To solve the system of linear equations: \[ \begin{cases} 3x + 2y = 19 \quad \text{(1)} \\ 3x - 5y = -9 \quad \text{(2)} \end{cases} \] we can use the **elimination method**. Here's a step-by-step solution: ### Step 1: Subtract Equation (2) from Equation (1) By eliminating one of the variables, we can solve for the other.
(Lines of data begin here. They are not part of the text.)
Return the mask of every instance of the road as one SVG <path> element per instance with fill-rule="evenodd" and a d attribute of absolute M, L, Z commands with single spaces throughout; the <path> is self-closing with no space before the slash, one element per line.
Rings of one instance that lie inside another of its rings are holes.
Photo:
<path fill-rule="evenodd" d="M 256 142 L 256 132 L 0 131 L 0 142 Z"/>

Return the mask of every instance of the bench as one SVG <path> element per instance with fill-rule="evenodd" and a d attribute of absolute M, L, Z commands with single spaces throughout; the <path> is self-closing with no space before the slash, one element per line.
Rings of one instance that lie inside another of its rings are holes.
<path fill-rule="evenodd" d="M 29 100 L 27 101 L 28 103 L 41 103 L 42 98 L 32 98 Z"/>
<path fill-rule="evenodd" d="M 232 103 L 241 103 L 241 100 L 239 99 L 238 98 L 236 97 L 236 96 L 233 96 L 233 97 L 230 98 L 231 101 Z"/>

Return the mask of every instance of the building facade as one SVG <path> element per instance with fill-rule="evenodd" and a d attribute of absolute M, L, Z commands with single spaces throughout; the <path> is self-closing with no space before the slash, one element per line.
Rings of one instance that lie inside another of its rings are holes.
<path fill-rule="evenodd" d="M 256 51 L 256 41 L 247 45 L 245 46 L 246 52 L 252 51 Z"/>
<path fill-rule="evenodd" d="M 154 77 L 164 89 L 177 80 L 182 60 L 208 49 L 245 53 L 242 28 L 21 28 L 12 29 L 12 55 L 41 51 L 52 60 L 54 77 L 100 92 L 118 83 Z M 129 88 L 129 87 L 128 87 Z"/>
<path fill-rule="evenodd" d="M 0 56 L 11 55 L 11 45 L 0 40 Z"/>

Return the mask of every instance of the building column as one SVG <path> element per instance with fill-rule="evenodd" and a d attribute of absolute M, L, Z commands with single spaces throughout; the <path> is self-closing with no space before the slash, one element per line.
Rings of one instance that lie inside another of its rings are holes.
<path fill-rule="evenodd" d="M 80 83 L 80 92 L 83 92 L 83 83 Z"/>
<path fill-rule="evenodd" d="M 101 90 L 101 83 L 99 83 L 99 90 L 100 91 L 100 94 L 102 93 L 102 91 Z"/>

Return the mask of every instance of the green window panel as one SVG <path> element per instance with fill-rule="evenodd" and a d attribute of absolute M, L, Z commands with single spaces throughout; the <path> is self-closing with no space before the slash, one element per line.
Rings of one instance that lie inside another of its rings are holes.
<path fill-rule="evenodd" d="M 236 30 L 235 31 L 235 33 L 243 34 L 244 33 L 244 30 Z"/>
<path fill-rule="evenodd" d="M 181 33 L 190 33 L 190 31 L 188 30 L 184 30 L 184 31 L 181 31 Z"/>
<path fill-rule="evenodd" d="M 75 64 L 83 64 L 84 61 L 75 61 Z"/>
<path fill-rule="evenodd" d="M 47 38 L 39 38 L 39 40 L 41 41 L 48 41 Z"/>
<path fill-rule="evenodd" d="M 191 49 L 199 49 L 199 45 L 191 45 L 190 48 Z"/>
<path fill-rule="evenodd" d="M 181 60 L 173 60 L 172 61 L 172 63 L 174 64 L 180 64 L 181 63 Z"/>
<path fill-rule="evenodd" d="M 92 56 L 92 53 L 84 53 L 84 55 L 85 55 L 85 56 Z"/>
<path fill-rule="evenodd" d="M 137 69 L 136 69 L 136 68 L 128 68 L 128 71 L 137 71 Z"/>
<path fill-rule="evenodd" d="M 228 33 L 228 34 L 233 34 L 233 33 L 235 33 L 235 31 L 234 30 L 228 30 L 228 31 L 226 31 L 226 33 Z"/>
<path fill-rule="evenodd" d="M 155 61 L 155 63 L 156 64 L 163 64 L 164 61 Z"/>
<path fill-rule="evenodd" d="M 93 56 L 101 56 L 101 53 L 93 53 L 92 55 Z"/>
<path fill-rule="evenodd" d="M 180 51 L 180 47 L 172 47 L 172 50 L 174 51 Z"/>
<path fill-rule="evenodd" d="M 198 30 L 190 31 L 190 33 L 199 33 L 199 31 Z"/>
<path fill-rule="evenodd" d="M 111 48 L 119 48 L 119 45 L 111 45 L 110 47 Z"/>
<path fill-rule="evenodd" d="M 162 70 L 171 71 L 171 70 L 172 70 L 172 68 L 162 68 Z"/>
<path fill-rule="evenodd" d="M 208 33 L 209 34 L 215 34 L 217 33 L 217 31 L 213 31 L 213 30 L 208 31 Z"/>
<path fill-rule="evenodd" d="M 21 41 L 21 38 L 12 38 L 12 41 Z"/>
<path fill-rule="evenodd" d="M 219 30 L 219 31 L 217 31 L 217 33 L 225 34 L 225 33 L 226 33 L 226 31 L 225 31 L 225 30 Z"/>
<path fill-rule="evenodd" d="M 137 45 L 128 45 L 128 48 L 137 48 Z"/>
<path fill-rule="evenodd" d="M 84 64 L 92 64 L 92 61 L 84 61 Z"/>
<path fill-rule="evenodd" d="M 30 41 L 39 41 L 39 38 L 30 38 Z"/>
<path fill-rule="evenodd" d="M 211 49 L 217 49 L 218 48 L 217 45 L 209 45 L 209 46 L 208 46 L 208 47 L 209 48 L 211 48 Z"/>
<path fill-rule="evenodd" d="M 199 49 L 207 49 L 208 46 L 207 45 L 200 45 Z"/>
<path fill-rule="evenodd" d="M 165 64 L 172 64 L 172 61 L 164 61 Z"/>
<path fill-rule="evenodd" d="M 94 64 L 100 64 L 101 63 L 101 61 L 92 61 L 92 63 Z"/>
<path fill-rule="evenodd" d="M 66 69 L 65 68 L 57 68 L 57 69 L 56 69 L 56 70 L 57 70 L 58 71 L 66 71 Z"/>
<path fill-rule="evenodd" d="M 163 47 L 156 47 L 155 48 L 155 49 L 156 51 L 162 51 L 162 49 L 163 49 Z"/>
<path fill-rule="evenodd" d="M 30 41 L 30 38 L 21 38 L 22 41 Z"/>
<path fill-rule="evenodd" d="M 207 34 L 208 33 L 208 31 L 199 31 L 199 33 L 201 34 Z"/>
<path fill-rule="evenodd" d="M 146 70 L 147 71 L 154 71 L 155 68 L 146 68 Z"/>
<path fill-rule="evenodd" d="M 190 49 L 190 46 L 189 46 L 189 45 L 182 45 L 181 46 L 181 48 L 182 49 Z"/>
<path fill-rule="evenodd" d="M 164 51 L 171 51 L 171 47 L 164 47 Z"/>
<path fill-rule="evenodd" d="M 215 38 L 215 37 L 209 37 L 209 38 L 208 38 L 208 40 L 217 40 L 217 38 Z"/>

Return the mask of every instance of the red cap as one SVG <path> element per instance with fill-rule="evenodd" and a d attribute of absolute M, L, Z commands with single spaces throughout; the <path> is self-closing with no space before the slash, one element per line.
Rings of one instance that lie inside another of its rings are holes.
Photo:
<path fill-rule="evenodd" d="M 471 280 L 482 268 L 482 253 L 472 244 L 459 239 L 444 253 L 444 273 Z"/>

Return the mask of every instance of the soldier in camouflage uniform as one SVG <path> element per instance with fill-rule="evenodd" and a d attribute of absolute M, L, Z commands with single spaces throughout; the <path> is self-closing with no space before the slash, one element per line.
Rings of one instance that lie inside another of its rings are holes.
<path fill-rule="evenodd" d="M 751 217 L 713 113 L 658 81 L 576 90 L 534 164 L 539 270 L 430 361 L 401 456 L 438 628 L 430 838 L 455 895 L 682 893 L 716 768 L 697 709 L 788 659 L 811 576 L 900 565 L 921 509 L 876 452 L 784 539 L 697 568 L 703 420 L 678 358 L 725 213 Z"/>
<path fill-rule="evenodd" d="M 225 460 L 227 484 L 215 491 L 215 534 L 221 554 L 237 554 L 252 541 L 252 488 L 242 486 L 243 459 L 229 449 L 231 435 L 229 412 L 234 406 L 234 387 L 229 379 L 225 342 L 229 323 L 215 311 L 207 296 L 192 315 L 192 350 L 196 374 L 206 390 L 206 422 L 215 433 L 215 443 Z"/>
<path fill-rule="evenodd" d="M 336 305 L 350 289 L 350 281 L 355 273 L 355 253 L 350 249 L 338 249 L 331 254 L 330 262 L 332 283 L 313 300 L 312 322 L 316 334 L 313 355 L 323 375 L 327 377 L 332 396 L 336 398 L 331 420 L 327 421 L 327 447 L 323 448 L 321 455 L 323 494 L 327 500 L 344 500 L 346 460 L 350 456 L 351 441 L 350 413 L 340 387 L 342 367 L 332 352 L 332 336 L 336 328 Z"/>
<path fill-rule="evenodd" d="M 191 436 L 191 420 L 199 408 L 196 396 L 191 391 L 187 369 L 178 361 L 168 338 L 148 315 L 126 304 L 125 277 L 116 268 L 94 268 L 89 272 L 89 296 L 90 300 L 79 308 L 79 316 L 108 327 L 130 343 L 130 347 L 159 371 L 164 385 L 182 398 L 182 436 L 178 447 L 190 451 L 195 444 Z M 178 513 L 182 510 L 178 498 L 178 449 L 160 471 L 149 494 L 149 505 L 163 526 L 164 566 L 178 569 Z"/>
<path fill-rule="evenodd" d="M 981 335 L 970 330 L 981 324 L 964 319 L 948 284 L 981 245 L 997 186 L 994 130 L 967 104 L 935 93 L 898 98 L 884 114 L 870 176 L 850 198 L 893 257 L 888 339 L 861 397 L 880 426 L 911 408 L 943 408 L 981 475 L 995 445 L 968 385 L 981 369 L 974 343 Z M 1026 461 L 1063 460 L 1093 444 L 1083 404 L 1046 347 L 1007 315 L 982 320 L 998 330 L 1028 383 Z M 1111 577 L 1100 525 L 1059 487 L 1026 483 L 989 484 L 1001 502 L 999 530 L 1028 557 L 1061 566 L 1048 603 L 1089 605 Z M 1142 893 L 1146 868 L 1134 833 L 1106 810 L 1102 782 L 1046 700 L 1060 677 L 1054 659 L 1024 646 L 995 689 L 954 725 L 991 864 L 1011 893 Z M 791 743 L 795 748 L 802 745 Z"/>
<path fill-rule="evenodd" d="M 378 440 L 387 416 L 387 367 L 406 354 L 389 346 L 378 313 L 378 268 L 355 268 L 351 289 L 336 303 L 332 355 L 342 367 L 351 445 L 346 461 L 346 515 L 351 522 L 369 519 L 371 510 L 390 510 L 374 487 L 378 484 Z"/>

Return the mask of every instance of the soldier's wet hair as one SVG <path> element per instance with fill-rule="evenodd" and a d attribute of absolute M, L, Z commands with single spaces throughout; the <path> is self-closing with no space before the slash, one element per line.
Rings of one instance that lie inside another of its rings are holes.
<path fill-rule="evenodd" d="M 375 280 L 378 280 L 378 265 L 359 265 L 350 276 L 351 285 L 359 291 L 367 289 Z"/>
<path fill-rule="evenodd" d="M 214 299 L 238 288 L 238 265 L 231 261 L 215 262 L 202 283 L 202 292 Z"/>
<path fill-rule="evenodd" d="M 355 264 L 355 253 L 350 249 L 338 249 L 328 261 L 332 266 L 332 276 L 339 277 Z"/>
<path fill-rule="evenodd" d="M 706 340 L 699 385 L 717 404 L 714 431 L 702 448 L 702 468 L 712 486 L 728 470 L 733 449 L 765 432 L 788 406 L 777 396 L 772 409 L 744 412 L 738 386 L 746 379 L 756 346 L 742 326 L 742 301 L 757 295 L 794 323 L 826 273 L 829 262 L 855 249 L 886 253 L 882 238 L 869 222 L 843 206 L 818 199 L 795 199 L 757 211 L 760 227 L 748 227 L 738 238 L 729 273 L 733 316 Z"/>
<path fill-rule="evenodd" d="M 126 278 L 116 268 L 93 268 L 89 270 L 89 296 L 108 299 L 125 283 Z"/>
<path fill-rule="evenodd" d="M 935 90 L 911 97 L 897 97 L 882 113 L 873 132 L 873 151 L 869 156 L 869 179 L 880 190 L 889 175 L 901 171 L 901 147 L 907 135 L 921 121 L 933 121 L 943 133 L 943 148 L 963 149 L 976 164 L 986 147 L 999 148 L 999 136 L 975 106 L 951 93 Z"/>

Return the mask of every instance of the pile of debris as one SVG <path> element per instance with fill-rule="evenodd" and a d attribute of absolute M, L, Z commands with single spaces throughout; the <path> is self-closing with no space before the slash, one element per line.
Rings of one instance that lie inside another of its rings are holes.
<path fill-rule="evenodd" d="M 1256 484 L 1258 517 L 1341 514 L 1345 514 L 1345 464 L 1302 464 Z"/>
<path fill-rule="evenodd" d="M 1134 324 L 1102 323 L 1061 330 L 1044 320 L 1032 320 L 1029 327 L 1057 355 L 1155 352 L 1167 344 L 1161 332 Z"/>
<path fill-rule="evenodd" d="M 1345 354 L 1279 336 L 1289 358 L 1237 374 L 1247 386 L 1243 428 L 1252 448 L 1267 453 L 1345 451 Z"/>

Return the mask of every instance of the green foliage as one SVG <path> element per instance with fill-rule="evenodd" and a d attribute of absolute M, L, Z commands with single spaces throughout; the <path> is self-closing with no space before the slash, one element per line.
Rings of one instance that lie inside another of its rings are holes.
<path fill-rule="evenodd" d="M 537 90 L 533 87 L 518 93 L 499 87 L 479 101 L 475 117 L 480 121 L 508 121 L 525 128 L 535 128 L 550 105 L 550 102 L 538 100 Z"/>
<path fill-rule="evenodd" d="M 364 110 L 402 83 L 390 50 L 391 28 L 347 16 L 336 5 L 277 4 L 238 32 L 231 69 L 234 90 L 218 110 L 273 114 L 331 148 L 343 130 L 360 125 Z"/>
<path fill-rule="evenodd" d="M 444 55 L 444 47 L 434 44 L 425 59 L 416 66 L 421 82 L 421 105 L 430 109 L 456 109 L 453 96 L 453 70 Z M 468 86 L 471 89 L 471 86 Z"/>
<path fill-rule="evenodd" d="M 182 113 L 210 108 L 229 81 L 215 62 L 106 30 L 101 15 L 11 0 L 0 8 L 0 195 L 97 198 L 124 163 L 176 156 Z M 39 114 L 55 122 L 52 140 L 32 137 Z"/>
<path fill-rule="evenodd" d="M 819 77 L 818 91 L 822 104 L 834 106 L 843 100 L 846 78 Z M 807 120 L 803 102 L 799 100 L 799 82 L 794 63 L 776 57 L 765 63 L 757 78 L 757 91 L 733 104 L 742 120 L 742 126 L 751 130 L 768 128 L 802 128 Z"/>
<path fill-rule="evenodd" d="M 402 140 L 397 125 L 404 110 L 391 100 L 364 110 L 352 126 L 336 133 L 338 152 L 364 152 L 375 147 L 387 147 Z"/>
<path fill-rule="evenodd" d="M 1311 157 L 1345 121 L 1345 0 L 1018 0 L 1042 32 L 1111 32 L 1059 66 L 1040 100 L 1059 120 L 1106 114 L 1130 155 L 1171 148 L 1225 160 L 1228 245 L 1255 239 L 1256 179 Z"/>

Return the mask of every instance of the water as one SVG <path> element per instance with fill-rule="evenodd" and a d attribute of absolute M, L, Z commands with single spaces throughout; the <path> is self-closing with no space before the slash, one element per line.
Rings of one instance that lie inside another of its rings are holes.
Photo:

Firstly, subtract equation (2) from equation (1): \[ \begin{align*} (3x + 2y) - (3x - 5y) &= 19 - (-9) \\ 3x + 2y - 3x + 5y &= 19 + 9 \\ \end{align*} \] Simplify the equation: \[ 7y = 28 \] ### Step 2: Solve for \( y \) \[ y = \frac{28}{7} = 4 \] ### Step 3: Substitute \( y = 4 \) into One of the Original Equations Let's substitute \( y = 4 \) into equation (1): \[ 3x + 2(4) = 19 \\ 3x + 8 = 19 \] Subtract 8 from both sides: \[ 3x = 11 \] ### Step 4: Solve for \( x \) \[ x = \frac{11}{3} \] ### Final Solution \[ x = \frac{11}{3}, \quad y = 4 \] So, the solution to the system of equations is: \[ \boxed{\left( \dfrac{11}{3},\ 4 \right)} \]